En los próximos años los municipios presionarán a la baja (o incrementarán la exigencia) de todas las contratas de servicios relacionado con la ciudad, ya sean recogida de residuos o mantenimiento del alumbrado. Es decir, “te bajo el presupuesto global del contrato pero te exijo un poco más”. ¿Cómo será posible esta optimización? Incorporando tecnología… e implicando más al ciudadano.
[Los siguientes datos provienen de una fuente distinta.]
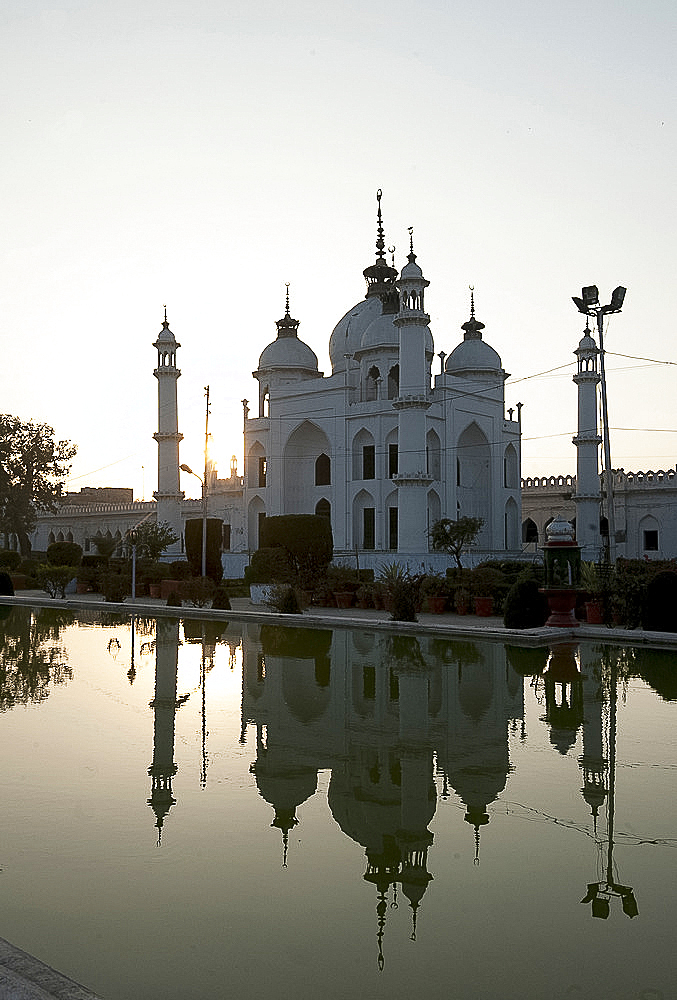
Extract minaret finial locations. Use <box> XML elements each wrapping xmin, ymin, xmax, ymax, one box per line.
<box><xmin>376</xmin><ymin>188</ymin><xmax>386</xmax><ymax>260</ymax></box>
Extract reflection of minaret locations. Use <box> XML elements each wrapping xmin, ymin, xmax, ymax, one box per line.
<box><xmin>578</xmin><ymin>651</ymin><xmax>607</xmax><ymax>830</ymax></box>
<box><xmin>393</xmin><ymin>637</ymin><xmax>436</xmax><ymax>940</ymax></box>
<box><xmin>441</xmin><ymin>643</ymin><xmax>524</xmax><ymax>864</ymax></box>
<box><xmin>544</xmin><ymin>643</ymin><xmax>583</xmax><ymax>754</ymax></box>
<box><xmin>581</xmin><ymin>651</ymin><xmax>639</xmax><ymax>920</ymax></box>
<box><xmin>249</xmin><ymin>725</ymin><xmax>317</xmax><ymax>868</ymax></box>
<box><xmin>329</xmin><ymin>637</ymin><xmax>436</xmax><ymax>969</ymax></box>
<box><xmin>148</xmin><ymin>618</ymin><xmax>188</xmax><ymax>845</ymax></box>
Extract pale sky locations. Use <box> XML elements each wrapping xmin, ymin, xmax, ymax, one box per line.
<box><xmin>0</xmin><ymin>0</ymin><xmax>677</xmax><ymax>498</ymax></box>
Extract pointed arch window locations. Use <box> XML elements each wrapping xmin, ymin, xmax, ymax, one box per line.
<box><xmin>388</xmin><ymin>365</ymin><xmax>400</xmax><ymax>399</ymax></box>
<box><xmin>315</xmin><ymin>452</ymin><xmax>331</xmax><ymax>486</ymax></box>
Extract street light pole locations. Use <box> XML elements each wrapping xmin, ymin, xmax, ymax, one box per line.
<box><xmin>572</xmin><ymin>285</ymin><xmax>627</xmax><ymax>563</ymax></box>
<box><xmin>179</xmin><ymin>464</ymin><xmax>207</xmax><ymax>576</ymax></box>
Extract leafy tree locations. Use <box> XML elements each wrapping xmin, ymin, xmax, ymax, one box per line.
<box><xmin>135</xmin><ymin>521</ymin><xmax>179</xmax><ymax>559</ymax></box>
<box><xmin>0</xmin><ymin>413</ymin><xmax>77</xmax><ymax>556</ymax></box>
<box><xmin>430</xmin><ymin>517</ymin><xmax>484</xmax><ymax>569</ymax></box>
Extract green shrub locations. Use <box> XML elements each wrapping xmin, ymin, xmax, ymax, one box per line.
<box><xmin>0</xmin><ymin>549</ymin><xmax>21</xmax><ymax>573</ymax></box>
<box><xmin>503</xmin><ymin>576</ymin><xmax>549</xmax><ymax>628</ymax></box>
<box><xmin>181</xmin><ymin>576</ymin><xmax>216</xmax><ymax>608</ymax></box>
<box><xmin>186</xmin><ymin>517</ymin><xmax>223</xmax><ymax>583</ymax></box>
<box><xmin>99</xmin><ymin>570</ymin><xmax>132</xmax><ymax>604</ymax></box>
<box><xmin>36</xmin><ymin>568</ymin><xmax>77</xmax><ymax>598</ymax></box>
<box><xmin>47</xmin><ymin>542</ymin><xmax>82</xmax><ymax>566</ymax></box>
<box><xmin>378</xmin><ymin>562</ymin><xmax>424</xmax><ymax>622</ymax></box>
<box><xmin>642</xmin><ymin>570</ymin><xmax>677</xmax><ymax>632</ymax></box>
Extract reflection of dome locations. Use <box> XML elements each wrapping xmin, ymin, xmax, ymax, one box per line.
<box><xmin>327</xmin><ymin>768</ymin><xmax>402</xmax><ymax>860</ymax></box>
<box><xmin>329</xmin><ymin>296</ymin><xmax>381</xmax><ymax>372</ymax></box>
<box><xmin>252</xmin><ymin>750</ymin><xmax>317</xmax><ymax>812</ymax></box>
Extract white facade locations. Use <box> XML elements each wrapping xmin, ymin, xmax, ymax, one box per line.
<box><xmin>244</xmin><ymin>201</ymin><xmax>521</xmax><ymax>566</ymax></box>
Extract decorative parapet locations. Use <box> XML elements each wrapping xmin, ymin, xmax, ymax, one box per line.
<box><xmin>521</xmin><ymin>467</ymin><xmax>677</xmax><ymax>492</ymax></box>
<box><xmin>521</xmin><ymin>476</ymin><xmax>576</xmax><ymax>491</ymax></box>
<box><xmin>613</xmin><ymin>469</ymin><xmax>677</xmax><ymax>489</ymax></box>
<box><xmin>393</xmin><ymin>392</ymin><xmax>431</xmax><ymax>410</ymax></box>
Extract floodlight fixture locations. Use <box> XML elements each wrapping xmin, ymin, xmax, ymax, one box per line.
<box><xmin>581</xmin><ymin>285</ymin><xmax>599</xmax><ymax>309</ymax></box>
<box><xmin>611</xmin><ymin>285</ymin><xmax>627</xmax><ymax>312</ymax></box>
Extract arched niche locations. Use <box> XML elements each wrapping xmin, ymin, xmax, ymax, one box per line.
<box><xmin>282</xmin><ymin>420</ymin><xmax>331</xmax><ymax>514</ymax></box>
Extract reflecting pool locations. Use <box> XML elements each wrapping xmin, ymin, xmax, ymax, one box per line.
<box><xmin>0</xmin><ymin>607</ymin><xmax>677</xmax><ymax>1000</ymax></box>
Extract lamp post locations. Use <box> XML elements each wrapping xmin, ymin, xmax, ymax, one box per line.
<box><xmin>572</xmin><ymin>285</ymin><xmax>627</xmax><ymax>563</ymax></box>
<box><xmin>179</xmin><ymin>465</ymin><xmax>207</xmax><ymax>576</ymax></box>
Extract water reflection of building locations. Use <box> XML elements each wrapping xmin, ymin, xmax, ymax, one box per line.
<box><xmin>148</xmin><ymin>618</ymin><xmax>188</xmax><ymax>844</ymax></box>
<box><xmin>242</xmin><ymin>626</ymin><xmax>524</xmax><ymax>964</ymax></box>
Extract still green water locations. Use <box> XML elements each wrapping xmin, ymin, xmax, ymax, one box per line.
<box><xmin>0</xmin><ymin>608</ymin><xmax>677</xmax><ymax>1000</ymax></box>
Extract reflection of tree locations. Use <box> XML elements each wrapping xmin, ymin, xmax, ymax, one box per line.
<box><xmin>0</xmin><ymin>608</ymin><xmax>74</xmax><ymax>712</ymax></box>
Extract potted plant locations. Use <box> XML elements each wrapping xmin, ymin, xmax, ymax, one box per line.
<box><xmin>581</xmin><ymin>562</ymin><xmax>604</xmax><ymax>625</ymax></box>
<box><xmin>421</xmin><ymin>573</ymin><xmax>449</xmax><ymax>615</ymax></box>
<box><xmin>470</xmin><ymin>566</ymin><xmax>503</xmax><ymax>618</ymax></box>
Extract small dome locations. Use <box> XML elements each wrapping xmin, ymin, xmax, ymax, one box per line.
<box><xmin>153</xmin><ymin>319</ymin><xmax>181</xmax><ymax>347</ymax></box>
<box><xmin>259</xmin><ymin>337</ymin><xmax>317</xmax><ymax>371</ymax></box>
<box><xmin>400</xmin><ymin>253</ymin><xmax>423</xmax><ymax>280</ymax></box>
<box><xmin>444</xmin><ymin>340</ymin><xmax>503</xmax><ymax>374</ymax></box>
<box><xmin>329</xmin><ymin>296</ymin><xmax>382</xmax><ymax>373</ymax></box>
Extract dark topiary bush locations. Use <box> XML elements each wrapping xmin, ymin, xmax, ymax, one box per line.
<box><xmin>642</xmin><ymin>571</ymin><xmax>677</xmax><ymax>632</ymax></box>
<box><xmin>266</xmin><ymin>584</ymin><xmax>301</xmax><ymax>615</ymax></box>
<box><xmin>47</xmin><ymin>542</ymin><xmax>82</xmax><ymax>566</ymax></box>
<box><xmin>244</xmin><ymin>547</ymin><xmax>292</xmax><ymax>587</ymax></box>
<box><xmin>186</xmin><ymin>517</ymin><xmax>223</xmax><ymax>583</ymax></box>
<box><xmin>0</xmin><ymin>549</ymin><xmax>21</xmax><ymax>573</ymax></box>
<box><xmin>212</xmin><ymin>583</ymin><xmax>231</xmax><ymax>611</ymax></box>
<box><xmin>503</xmin><ymin>576</ymin><xmax>549</xmax><ymax>628</ymax></box>
<box><xmin>168</xmin><ymin>564</ymin><xmax>190</xmax><ymax>580</ymax></box>
<box><xmin>261</xmin><ymin>514</ymin><xmax>334</xmax><ymax>590</ymax></box>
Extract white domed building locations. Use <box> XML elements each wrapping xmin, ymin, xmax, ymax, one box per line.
<box><xmin>244</xmin><ymin>192</ymin><xmax>521</xmax><ymax>567</ymax></box>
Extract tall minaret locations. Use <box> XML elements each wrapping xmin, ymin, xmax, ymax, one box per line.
<box><xmin>573</xmin><ymin>322</ymin><xmax>602</xmax><ymax>562</ymax></box>
<box><xmin>393</xmin><ymin>229</ymin><xmax>432</xmax><ymax>554</ymax></box>
<box><xmin>153</xmin><ymin>306</ymin><xmax>184</xmax><ymax>555</ymax></box>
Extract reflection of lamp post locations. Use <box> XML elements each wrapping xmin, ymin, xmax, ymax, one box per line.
<box><xmin>581</xmin><ymin>654</ymin><xmax>639</xmax><ymax>920</ymax></box>
<box><xmin>179</xmin><ymin>465</ymin><xmax>207</xmax><ymax>576</ymax></box>
<box><xmin>572</xmin><ymin>285</ymin><xmax>627</xmax><ymax>562</ymax></box>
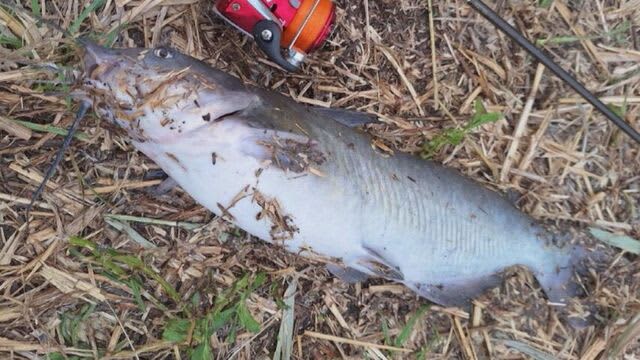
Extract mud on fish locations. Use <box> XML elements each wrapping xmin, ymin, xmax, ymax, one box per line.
<box><xmin>77</xmin><ymin>44</ymin><xmax>604</xmax><ymax>326</ymax></box>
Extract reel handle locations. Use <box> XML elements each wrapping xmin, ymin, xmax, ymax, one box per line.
<box><xmin>251</xmin><ymin>19</ymin><xmax>298</xmax><ymax>72</ymax></box>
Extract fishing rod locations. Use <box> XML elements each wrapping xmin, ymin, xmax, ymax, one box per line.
<box><xmin>214</xmin><ymin>0</ymin><xmax>640</xmax><ymax>143</ymax></box>
<box><xmin>467</xmin><ymin>0</ymin><xmax>640</xmax><ymax>144</ymax></box>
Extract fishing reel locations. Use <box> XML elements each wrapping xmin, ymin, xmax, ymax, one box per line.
<box><xmin>214</xmin><ymin>0</ymin><xmax>336</xmax><ymax>71</ymax></box>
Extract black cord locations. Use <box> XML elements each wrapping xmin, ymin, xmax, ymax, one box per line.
<box><xmin>25</xmin><ymin>101</ymin><xmax>91</xmax><ymax>232</ymax></box>
<box><xmin>467</xmin><ymin>0</ymin><xmax>640</xmax><ymax>144</ymax></box>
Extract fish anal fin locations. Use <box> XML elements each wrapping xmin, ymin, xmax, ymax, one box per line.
<box><xmin>326</xmin><ymin>264</ymin><xmax>369</xmax><ymax>284</ymax></box>
<box><xmin>407</xmin><ymin>275</ymin><xmax>502</xmax><ymax>309</ymax></box>
<box><xmin>312</xmin><ymin>107</ymin><xmax>378</xmax><ymax>128</ymax></box>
Por el lado del modelo económico. Si lo primero es complejo, esto es un más difícil todavía. El auge de las metrópolis, con su explosión de crecimiento y la nueva competición mundial, hace replantear el rol de las ciudades y su propia estructura. Tal como indica el magnífico informe “‘Las tendencia mundiales y los grandes impactos en las grandes metrópolis” es hora de apostar por conocimiento y el capital humano. Un planteamiento tan bonito como ambiguo pero que tiene dos ejes esenciales. El primero sería:

  • El empoderamiento del ciudadano, entendido como un proceso bottom-up (de abajo arriba), en el que tiene que haber suficiente masa crítica de ciudadanos y participación para que se generen dinámicas de ciudad.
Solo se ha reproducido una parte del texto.